When uploading a quantity of photos to my gallery I like to use a tool like Gallery Remote to make it go easier. However, since moving to banstyle (and a newer version of FreeBSD and lighttpd and PHP) I’ve had Gallery Remote regularly hang at that “Upload completed: server processing…” message. It seems to happen after a few (typically two to five) images have been uploaded.
This problem has been bothering me for a while, but I was able to work around it by scping the files to the server then adding them locally, which doesn’t have this problem. Now that I have a bunch of photos from the UK trip to upload, I want to be able to use Gallery Remote again. This morning I set to getting working, but I seem to have failed.

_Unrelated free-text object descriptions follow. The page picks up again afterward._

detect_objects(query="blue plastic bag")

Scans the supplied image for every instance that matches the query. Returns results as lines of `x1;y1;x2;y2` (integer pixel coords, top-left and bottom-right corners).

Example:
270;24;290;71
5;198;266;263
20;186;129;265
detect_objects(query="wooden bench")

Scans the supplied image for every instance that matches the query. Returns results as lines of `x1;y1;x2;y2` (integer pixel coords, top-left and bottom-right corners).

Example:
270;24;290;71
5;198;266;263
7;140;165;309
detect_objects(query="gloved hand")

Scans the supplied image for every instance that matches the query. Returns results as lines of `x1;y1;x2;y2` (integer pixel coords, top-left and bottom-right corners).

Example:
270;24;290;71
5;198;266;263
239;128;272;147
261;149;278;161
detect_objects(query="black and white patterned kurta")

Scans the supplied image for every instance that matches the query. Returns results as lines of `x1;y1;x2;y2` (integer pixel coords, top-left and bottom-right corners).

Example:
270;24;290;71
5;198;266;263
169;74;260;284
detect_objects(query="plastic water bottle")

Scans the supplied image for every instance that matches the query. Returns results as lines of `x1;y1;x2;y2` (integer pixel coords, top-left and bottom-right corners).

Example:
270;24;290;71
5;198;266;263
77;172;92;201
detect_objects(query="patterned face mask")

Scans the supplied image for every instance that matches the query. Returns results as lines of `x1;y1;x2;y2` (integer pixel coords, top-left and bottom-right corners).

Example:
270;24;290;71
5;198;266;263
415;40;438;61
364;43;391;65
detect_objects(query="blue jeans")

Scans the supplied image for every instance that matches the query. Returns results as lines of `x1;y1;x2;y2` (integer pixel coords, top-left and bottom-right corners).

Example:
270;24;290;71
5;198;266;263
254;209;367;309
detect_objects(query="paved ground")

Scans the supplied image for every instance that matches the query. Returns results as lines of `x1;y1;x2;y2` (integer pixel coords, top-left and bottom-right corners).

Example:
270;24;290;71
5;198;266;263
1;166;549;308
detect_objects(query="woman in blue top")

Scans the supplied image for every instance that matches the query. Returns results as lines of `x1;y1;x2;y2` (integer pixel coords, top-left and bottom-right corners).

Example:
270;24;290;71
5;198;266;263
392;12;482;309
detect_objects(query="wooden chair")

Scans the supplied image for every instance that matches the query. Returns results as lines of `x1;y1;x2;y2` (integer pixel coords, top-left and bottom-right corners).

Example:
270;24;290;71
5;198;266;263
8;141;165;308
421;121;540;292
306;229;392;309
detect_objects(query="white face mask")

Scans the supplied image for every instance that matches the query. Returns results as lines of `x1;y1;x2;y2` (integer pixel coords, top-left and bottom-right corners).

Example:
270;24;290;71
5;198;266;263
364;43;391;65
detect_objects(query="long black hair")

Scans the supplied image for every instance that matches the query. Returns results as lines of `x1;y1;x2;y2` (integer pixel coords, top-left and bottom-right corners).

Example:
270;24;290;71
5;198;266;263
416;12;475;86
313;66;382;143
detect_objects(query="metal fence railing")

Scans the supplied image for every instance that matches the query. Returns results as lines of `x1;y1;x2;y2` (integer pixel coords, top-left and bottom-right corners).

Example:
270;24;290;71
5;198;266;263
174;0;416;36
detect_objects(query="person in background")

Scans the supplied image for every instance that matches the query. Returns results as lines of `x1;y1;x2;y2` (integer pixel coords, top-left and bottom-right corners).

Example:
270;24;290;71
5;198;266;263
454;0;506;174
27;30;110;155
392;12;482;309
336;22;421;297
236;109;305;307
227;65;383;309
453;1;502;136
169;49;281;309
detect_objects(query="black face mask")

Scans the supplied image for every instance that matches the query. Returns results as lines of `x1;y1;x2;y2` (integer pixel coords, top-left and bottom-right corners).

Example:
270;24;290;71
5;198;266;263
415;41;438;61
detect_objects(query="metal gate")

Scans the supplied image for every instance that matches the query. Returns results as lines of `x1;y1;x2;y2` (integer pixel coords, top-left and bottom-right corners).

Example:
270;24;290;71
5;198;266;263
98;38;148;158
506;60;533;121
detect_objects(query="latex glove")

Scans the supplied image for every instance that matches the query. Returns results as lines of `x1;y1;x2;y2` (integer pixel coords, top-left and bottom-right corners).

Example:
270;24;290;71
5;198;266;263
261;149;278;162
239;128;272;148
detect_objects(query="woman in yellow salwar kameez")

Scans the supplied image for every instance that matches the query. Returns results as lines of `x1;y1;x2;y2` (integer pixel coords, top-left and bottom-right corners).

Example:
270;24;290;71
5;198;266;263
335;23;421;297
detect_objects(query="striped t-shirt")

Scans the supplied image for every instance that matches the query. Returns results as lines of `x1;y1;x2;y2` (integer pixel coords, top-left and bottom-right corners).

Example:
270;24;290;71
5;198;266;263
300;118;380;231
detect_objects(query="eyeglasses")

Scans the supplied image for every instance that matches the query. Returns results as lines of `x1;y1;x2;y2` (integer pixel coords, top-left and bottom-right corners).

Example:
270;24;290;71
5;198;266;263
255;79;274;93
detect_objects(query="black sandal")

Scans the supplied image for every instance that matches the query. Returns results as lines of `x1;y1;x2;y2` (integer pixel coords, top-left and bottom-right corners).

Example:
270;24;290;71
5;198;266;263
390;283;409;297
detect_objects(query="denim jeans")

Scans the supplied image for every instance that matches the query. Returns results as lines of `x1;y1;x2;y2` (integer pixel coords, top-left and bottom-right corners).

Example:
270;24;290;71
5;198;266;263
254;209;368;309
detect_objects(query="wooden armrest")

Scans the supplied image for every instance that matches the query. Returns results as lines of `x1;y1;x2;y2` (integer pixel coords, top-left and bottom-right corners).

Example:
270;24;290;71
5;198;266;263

In short, what happens is that after an upload hangs I see one of the php-cgi processes stuck in a status of sbwait, as can be seen in this screenshot:
81073 c0nsumer 1 4 0 116M 20988K sbwait 3 0:01 0.00% php-cgi
Digging around I found this thread where someone else indicates that they are having the same problem, and only on SMP boxes. (Note: banstyle.nuxx.net is four-way SMP using SCHED_ULE.) I also came across this report to the lighttpd folks regarding this issue. The consensus seems to be that when using a config such as mine, with PHP as a FastCGI and lighttpd, this occasionally happens. I’ve seen no reports of the issue occurring under Apache.
Since I’m able to reproduce the problem I did so, attached gdb to the seemingly hung php-cgi process, and grabbed a backtrace:
(gdb) bt
#0 0x00000008010a476a in read () from /lib/libc.so.7
#1 0x000000000057d5fc in fcgi_read ()
#2 0x000000000057e306 in sapi_cgi_read_post ()
#3 0x00000000004c84a4 in fill_buffer ()
#4 0x00000000004c88b5 in multipart_buffer_read ()
#5 0x00000000004c9c08 in rfc1867_post_handler ()
#6 0x00000000004c6ee5 in sapi_handle_post ()
#7 0x00000000004cc30c in php_default_treat_data ()
#8 0x00000000004cc7eb in php_hash_environment ()
#9 0x00000000004bff47 in php_request_startup ()
#10 0x000000000057f8c6 in main ()
(gdb) f 0
#0 0x00000008010a476a in read () from /lib/libc.so.7
(gdb) info frame
Stack level 0, frame at 0x7fffffff9c50:
rip = 0x8010a476a in read; saved rip 0x57d5fc
called by frame at 0x7fffffff9db0
Arglist at 0x7fffffff9c40, args:
Locals at 0x7fffffff9c40, Previous frame's sp is 0x7fffffff9c50
Saved registers:
rip at 0x7fffffff9c48
Based on the input from some folks online, it’s looking like that is php-cgi doing what it’s supposed to and just waiting for more data, which means that the problem is likely somewhere in lighttpd. I’m not really sure where to go from here, besides wait for the lighttpd folks to (hopefully) fix the problem. With any luck I’ll be able to update this post later on with a solution. For now I’m going to contemplate the difficulty of going (back, in many ways) to Apache.
For reference, I’m running lighttpd 1.4.20 and PHP 5.2.6, both installed from ports, configured as described in my article about running lighttpd with PHP as FastCGI with each user having their own PHP processes.
UPDATE: So, it seems that there is a fix for this which was suggested in the aforementioned bug report. Setting the option server.network-backend = "writev" along with the already set (in my case) server.event-handler = "freebsd-kqueue" in lighttpd fixes it. I’m not sure if both options are needed to resolve the issue, but it seems that the default setting for server.network-backend of write is confirmed as broken under FreeBSD 7.0-RELEASE with lighttpd <= 1.4.20.